Кистофф говорил спокойно и односложно, но на его лице сменяли друг друга самые сильные эмоции. Рассказ о том, что произошло в Аджимушкайских каменоломнях, не оставил его равнодушным. Но и на этом, как выяснилось, неприятности не закончились…
Руди безучастно глядел в окно. Он слышал, как этот шпион говорит что-то на непонятном для него славянском языке, но даже не пытался угадать, о чем был разговор.
— Как, уже? — удивлялся Кистофф. — Агент в пути? Простите, но это точный информация? Все, понял, бай!
Перед тем как сунуть трубку в карман брюк, Джон взглянул на часы. Время для принятия решения у него еще оставалось. Но его было совсем мало.
Он уже понял, что планы на ближайшее будущее придется менять. Та сложная паутина, которую Джон сплетал вот уже несколько месяцев, вдруг порвалась.
«А порванную сеть проще всего выкинуть, — решил он. — Залатать ее намного сложнее. Тем более, незаменимых людей нет».
Из комнаты послышалось икание. Только теперь Джон вспомнил про Руди, который все еще сидел и ждал непонятно чего — то ли новых заданий, то ли вознаграждения за уже выполненное.
«И опять этот пидор прокололся!» — зло подумал про него Кистофф.
Он вспомнил про то, что Руди не удалось скопировать нужный файл без свидетелей. И если вдруг утечка информации станет заметной и начнется разбирательство…
«Тогда они потянут его за язык, и он все им выложит как на духу, — подумал Джон. — А может, уже и собираются это сделать в ближайший после этого борделя рабочий день. Ведь наверняка в их гей-клубе есть какая-то служба собственной безопасности».
В этот момент Руди снова подал голос, пробормотав что-то невнятное. Кистофф не ответил. Он был всецело погружен в свои мысли.
«Что ж, это хороший повод для того, чтобы избавиться от этого козла, — наконец принял решение Джон. — А заодно и устроить хороший сюрпризец нашим русским друзьям. Пусть они расхлебывают свои проблемы и не лезут в чужие дела».
Он внимательно оглядел кухню. Над плитой висела небольшая кочерга для камина.
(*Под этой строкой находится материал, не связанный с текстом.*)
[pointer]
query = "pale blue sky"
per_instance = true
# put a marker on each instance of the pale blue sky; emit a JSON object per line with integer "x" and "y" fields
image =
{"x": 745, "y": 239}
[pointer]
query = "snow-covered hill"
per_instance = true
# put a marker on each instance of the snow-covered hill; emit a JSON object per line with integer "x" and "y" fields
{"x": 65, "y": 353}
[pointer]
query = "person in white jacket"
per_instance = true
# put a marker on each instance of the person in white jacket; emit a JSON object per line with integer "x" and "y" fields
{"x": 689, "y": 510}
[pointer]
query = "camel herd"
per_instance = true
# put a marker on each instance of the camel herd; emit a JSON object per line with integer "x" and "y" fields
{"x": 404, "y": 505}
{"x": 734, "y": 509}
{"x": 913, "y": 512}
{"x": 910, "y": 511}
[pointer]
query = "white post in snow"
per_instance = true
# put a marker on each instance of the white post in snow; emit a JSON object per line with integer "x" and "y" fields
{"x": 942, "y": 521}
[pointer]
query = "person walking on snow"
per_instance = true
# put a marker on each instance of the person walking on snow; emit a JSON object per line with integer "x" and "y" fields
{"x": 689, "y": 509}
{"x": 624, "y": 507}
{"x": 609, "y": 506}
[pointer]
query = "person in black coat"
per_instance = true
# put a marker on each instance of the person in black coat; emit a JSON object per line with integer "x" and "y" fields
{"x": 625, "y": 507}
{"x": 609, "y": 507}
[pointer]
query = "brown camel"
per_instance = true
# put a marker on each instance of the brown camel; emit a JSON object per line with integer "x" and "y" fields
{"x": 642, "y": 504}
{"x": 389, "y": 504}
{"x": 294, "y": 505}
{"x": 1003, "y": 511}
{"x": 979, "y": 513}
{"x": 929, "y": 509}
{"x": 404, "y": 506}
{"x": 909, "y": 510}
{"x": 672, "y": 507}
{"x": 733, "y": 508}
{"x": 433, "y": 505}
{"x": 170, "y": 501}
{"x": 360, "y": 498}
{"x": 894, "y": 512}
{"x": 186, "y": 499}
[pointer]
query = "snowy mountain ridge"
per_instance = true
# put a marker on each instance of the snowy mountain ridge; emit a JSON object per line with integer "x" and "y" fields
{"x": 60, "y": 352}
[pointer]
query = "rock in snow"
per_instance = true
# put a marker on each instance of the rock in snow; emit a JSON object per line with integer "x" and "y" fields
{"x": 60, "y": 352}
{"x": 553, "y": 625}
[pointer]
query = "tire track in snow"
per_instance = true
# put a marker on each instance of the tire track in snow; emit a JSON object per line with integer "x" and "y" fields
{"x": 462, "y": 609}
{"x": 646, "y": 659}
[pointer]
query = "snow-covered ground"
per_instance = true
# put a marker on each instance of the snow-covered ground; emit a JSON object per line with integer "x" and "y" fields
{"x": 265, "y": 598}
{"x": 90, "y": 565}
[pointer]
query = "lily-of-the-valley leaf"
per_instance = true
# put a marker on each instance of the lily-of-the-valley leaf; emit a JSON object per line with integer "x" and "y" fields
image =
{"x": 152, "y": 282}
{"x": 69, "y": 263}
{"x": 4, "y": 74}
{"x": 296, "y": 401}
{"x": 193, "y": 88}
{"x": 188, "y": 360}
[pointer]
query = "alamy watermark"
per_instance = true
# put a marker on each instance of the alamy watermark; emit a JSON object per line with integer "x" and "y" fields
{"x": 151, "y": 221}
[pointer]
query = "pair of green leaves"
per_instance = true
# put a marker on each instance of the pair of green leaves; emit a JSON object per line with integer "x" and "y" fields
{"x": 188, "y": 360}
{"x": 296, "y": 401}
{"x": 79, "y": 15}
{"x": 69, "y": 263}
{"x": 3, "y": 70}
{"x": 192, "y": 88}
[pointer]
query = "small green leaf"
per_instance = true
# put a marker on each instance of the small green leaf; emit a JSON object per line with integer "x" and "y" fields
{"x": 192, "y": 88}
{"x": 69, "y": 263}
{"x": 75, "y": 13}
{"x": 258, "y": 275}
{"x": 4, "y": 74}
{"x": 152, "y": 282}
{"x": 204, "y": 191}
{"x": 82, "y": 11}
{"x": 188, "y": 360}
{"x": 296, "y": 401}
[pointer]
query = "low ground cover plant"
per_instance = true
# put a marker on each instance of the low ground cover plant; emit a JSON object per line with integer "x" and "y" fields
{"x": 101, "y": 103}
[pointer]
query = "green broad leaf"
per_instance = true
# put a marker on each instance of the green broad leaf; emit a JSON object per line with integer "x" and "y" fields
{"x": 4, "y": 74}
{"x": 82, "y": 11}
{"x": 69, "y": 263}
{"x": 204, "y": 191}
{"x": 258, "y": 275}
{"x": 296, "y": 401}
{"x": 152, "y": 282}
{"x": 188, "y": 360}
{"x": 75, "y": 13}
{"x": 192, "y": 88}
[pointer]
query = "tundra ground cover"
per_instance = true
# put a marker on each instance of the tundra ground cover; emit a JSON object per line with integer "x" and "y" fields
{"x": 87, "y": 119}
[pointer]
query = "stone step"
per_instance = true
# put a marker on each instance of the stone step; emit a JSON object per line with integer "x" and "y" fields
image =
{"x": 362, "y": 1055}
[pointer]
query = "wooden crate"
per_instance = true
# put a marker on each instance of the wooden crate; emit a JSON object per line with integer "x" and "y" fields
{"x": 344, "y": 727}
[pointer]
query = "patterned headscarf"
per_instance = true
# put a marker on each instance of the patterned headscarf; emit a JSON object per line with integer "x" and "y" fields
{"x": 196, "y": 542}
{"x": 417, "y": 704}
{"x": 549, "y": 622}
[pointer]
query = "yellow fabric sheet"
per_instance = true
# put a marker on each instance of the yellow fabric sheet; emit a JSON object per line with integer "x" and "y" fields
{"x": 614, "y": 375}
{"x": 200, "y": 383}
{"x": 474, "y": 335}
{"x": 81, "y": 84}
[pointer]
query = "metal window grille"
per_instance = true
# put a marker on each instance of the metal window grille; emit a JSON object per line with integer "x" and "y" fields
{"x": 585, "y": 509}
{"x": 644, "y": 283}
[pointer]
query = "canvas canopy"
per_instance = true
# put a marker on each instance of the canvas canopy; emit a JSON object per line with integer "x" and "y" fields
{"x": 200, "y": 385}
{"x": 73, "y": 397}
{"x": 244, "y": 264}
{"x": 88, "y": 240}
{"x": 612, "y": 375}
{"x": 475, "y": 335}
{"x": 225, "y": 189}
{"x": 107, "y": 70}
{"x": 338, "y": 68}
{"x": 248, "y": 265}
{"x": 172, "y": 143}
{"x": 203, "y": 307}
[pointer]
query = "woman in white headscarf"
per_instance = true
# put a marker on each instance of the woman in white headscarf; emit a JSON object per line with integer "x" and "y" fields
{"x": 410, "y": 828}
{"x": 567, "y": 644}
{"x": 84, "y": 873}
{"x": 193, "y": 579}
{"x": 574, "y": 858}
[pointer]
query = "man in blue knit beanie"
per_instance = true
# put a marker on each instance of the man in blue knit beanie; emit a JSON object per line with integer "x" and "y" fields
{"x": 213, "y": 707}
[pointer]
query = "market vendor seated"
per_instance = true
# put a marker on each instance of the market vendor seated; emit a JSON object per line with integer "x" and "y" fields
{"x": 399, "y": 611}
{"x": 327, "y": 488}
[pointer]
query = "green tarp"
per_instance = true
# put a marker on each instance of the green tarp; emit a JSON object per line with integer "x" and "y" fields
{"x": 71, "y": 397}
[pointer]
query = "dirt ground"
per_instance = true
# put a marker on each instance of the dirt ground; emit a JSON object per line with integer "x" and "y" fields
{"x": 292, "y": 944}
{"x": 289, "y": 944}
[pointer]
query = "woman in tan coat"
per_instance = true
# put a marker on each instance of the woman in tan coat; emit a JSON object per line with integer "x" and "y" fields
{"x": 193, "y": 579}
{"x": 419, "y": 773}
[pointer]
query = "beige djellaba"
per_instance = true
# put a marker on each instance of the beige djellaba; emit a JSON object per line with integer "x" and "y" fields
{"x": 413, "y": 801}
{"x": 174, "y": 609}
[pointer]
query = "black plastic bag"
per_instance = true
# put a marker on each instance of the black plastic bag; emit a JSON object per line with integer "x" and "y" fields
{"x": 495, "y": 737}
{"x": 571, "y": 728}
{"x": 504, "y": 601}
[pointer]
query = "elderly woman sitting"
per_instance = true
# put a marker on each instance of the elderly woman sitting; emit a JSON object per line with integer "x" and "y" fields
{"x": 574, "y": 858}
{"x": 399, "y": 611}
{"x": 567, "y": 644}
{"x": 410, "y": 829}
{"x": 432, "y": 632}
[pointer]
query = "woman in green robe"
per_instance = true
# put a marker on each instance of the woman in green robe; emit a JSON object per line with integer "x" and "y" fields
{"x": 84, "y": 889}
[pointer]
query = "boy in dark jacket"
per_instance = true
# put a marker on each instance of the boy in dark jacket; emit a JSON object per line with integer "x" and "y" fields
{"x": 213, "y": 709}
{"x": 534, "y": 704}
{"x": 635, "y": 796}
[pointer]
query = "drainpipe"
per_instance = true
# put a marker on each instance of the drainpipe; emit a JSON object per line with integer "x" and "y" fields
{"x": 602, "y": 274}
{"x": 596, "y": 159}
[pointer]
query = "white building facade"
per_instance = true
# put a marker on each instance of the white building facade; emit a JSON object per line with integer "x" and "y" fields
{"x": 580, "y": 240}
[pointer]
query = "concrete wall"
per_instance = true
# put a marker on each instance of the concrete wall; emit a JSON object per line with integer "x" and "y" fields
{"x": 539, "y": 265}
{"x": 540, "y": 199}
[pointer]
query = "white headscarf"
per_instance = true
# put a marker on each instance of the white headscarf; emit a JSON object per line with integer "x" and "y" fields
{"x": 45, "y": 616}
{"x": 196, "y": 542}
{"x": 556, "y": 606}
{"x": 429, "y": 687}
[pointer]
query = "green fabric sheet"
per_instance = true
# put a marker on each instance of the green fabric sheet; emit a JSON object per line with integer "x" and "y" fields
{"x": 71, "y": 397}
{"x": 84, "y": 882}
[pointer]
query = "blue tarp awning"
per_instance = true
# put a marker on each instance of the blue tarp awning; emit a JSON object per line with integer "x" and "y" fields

О ее предназначении можно было только догадываться — ведь самого камина не было.
Кистофф аккуратно снял ее со стены, испробовал на прочность — и остался доволен. Затем он спрятал кочергу в рукав рубашки и отправился в комнату.
— Прошу прощения за задержку, — с улыбкой извинился он перед Руди. — Позвонила одна знакомая дама… ну, и сами понимаете, в общем…
— Простите, я могу уже идти? — осведомился Руди.
— Я задержу вас совсем ненадолго, — вдруг превратился в саму учтивость Кистофф. — Хотел бы обсудить с вами две темы. Во-первых, гонорар за уже проделанную вами работу, а во-вторых, новое к вам предложение.
Услышав про гонорар, Руди оживился. Его настроение резко улучшилось.
— Начнем, пожалуй, со второго, — предложил Кистофф. — У меня есть к вам один вопрос. Вы, случайно, не знакомы с этим человеком? Вот, взгляните на его фотографию.
Руди охотно вытянул свою и без того длинную грязную шею. Однако никакой фотографии в руке Кистоффа не было. Трансвестит хотел было удивиться этому, но не успел.
Сильная боль молнией пронзила его висок. Фраза оборвалась на полуслове.
Глава 11
После получасового нарезания кругов по городским закоулкам Глеб остановился, чтобы перевести дух.
Места вокруг были тихими и пустынными. Судя по всему, раньше они попадали в зону отчуждения с восточной стороны. Тогда жителям ГДР запрещалось даже близко подходить к Берлинской стене, а дома, которые к ней примыкали, опустели и превратились в руины.
Среди таких руин да пустырей и оказался Глеб. А где-то поодаль еще виднелись остатки того самого знаменитого бетонного сооружения, которое отделяло капитализм от социализма.
Здесь можно было перекурить и обдумать сложившуюся ситуацию. Хотя никаких оптимистических мыслей она, разумеется, навеять не могла.